As per the available evidence, clinicians utilize artificial intelligence systems in different oral and maxillofacial fields, typically such as orthodontics, endodontics, implantology, and oral and maxillofacial surgery [31,32]. Concerning orthodontics, researchers proposed that deep learning frameworks could be used in automatic landmark detection and cluster-based segmentation about cephalometric analysis [34,35]. With respect to endodontics, studies suggested learning models for detecting and segmenting tooth roots, alveolar bone, and periapical lesions, using methods that incorporate knowledge of orofacial anatomy, resulting in fewer images for training [7,11,26]. Regarding dental implant planning, region-based and three-dimensional deep convolutional neural network algorithms have been developed for qualitative and quantitative appraisal of alveolar bone, with acceptable diagnostic performance [24,27,36]. Pertaining to oral and maxillofacial surgery, deep learning has been utilized for diagnosing and classifying temporomandibular joint diseases, maxillary and mandibular segmentation, and guiding oral and maxillofacial surgeons with high diagnostic performance [16,17,23]. The studies included in our review assessed different anatomical regions, such as maxillary sinuses, temporomandibular joint, dental roots, dental alveoli, periodontium, pulp cavity, and mandibular canal. Furthermore, various artificial intelligence techniques were used in the studies, but deep learning was the most common among them.

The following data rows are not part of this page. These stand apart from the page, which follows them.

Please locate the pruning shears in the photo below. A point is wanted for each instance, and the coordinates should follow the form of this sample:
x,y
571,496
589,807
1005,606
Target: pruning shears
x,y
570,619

A weakness of the present review study was the high heterogeneity between the retrieved surveys, which could be explained by differences in study location, purposes, sample size, scanning device and parameters, presence of noise or artifacts, image acquisition protocols, and interobserver or intraobserver agreement. It should be mentioned that publication bias could justify the heterogeneity for the study outcome. Also, the publication year explained the heterogeneity in the outcome according to the meta-regression results. Altogether, it is proposed that more homogeneous research be designed and carried out.
Conclusions
The results of this systematic review and meta-analysis revealed excellent accuracy for the detection and segmentation tasks of artificial intelligence systems using oral and maxillofacial CBCT images. Artificial intelligence-based systems seem to have the potential to streamline oral and dental healthcare services and facilitate preventive and personalized dentistry. Positive and negative points and challenges of these applications need to be evaluated in further clinical studies.